Compared with visible light images, infrared image imaging is more complex, and is more difficult to acquire under the influence of equipment and environment, so that the traditional large-target detection method cannot be used. In addition, the existing target detection based on CNN (convolutional neural network) is limited to the problems of overlarge model volume and unstable transformation mode, and the problems are caused by that a convolutional unit of a CNN module can only sample an input characteristic diagram at a fixed position, the sizes of receptive fields of all activating units in the same CNN layer are the same, and an internal mechanism for processing various geometric shapes is lacked. Conventional CNNs are not suitable for finer target detection tasks, since different locations may correspond to objects of different dimensions or shapes. Therefore, the invention provides the infrared weak and small target detection method based on the super pixel and the deformable convolution, which uses the super pixel method to divide the possible area of the infrared weak and small target, extracts the backbone network through the deformable convolution characteristic to adaptively extract the target characteristic, and uses the anchor frame-based method to detect the target, thereby greatly improving the detection capability and having better detection effect.

Drawings

FIG. 1 is a flow chart of a method for detecting infrared dim targets based on superpixels and deformable convolution according to the present invention.

Fig. 2 is a schematic diagram of a deformable convolution feature extraction backbone network.

Fig. 3 is a schematic diagram of a multi-scale feature fusion network.

Detailed Description

The invention provides an infrared dim target detection method based on super pixels and deformable convolution, which mainly comprises two parts, namely a first part: using a super-pixel algorithm to divide a region where the infrared weak and small target possibly exists; a second part: and extracting the characteristics of the original image subjected to the super-pixel pretreatment by using a deformable convolution characteristic extraction backbone network, generating a characteristic map with multiple scales, processing the characteristic map with the multi-scale characteristic fusion network, outputting the characteristic map to a target detection network, and obtaining a final detection result by using the target detection network.

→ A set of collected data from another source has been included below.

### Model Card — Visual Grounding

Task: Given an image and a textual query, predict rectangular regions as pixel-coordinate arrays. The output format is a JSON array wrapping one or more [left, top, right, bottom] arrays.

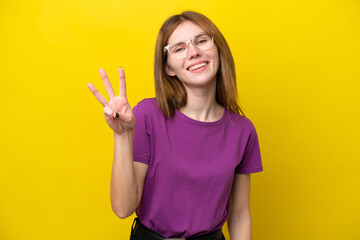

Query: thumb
[[104, 106, 116, 120], [118, 112, 134, 123]]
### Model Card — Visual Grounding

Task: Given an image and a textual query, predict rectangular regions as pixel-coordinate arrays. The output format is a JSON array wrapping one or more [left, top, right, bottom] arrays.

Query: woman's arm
[[110, 131, 148, 218], [228, 174, 252, 240], [88, 68, 148, 219]]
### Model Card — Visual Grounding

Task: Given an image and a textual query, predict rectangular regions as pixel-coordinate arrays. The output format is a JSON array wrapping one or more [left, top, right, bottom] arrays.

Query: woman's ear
[[164, 64, 176, 77]]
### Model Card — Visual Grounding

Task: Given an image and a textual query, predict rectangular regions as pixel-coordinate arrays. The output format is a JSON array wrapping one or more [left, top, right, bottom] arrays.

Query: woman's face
[[165, 21, 219, 89]]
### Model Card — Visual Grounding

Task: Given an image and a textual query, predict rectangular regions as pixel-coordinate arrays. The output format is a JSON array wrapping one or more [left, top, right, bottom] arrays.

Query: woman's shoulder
[[226, 109, 256, 131], [133, 97, 163, 117], [134, 98, 158, 110]]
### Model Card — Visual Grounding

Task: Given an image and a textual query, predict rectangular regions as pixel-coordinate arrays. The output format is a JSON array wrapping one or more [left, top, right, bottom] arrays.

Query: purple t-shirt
[[132, 98, 263, 238]]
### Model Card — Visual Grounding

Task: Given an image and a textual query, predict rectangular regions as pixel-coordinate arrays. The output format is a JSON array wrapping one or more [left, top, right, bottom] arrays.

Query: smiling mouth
[[187, 62, 209, 71]]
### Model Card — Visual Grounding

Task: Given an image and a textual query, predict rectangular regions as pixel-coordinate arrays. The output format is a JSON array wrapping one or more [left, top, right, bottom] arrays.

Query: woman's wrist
[[113, 128, 134, 139]]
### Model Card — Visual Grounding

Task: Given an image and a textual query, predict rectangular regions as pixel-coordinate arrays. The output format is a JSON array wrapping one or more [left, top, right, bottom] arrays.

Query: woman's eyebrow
[[169, 32, 207, 45]]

Reference will now be made in detail to embodiments of the present invention, examples of which are illustrated in the accompanying drawings. The embodiments described below by referring to the drawings are illustrative only and are not to be construed as limiting the invention.

The invention provides an infrared dim target detection method based on super pixels and deformable convolution, which specifically comprises the following steps as shown in fig. 1:

step S1: collecting an original image;

The infrared video data selected by the invention is generated by an infrared state scene simulation system, the training set comprises 20 infrared videos, each infrared video comprises 100 original images, the images are manually marked, and the training set, the verification set and the test set are divided.

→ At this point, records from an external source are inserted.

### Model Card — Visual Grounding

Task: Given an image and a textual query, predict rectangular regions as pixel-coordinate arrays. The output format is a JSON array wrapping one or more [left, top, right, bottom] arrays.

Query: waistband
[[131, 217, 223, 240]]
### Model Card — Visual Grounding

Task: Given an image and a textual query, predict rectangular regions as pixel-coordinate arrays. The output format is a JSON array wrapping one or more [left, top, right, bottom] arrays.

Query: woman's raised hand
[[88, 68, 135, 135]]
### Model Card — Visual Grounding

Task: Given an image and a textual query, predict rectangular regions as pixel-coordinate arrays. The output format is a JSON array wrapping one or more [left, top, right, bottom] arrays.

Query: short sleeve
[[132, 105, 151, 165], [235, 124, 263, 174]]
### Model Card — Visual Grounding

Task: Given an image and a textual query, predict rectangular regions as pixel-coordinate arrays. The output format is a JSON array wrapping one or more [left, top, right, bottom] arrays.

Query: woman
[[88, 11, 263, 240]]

Step S2: pre-processing super pixels;

And respectively carrying out simple clustering super-pixel segmentation on the original images to obtain a plurality of super-pixel block sequences. Through super-pixel preprocessing of the input original image, the learning capacity of the background can be enhanced, and meanwhile, the effect of data augmentation is achieved. The specific operation steps are as follows:

Step S2.1: sampling is carried out on a regular grid with S pixels at intervals, so that approximately equal super-pixel blocks are obtained;

Step S2.2: moving the sampling center to a position corresponding to the lowest gradient position in the 3 x 3 neighborhood, avoiding positioning the superpixel on the edge, and reducing the chance of infrared weak and small objects and noise affecting the superpixel result;

Step S3: further, inputting the super pixel block sequence into a deformable convolution feature extraction backbone network to obtain a plurality of feature graphs with different scales. By using the deformable convolution characteristic to extract the backbone network, the target detection can be realized more adaptively, and the detection probability of the infrared weak and small target image can be further improved.

The specific operation steps are as follows:

Step S3.1: inputting the super-pixel block sequence into a deformable convolution feature extraction backbone network, and extracting the multi-scale features of the super-pixel block sequence.

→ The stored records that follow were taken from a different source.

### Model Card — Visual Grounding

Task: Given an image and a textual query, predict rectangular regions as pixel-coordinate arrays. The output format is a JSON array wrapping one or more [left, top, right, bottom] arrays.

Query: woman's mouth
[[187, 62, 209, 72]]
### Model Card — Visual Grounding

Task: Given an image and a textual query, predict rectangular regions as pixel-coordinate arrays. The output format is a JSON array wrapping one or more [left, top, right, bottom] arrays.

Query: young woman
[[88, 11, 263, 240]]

The adopted deformable convolution feature extraction backbone network is shown in fig. 2, and consists of four stages, wherein each stage consists of a deformable convolution layer DConv, a batch normalization layer BN (Batch Normalization), an activation function SiLu (Sigmoid Linear Unit), three convolution layers Conv and a correction linear unit ReLu (RECTIFIED LINEAR unit). The input original image is subjected to super-pixel preprocessing to obtain a super-pixel block sequence, and the super-pixel block sequence is input into a deformable convolution feature extraction backbone network, and is sequentially subjected to processing of a deformable convolution layer DConv, a batch normalization layer BN (Batch Normalization), an activation function SiLu (Sigmoid Linear Unit), three convolution layers Conv and a correction linear unit ReLu (Rectified linearunit) to obtain a feature map; finally, the backbone network can be extracted through the deformable convolution feature extraction, so that feature graphs { fip1, fip2, fip3, fip4, i=i-N, & i, & i+n }, with four different scales, can be extracted. The deformable convolution feature extraction backbone network adopted by the invention uses the deformable convolution to replace a common convolution kernel, so that the target feature is extracted more adaptively.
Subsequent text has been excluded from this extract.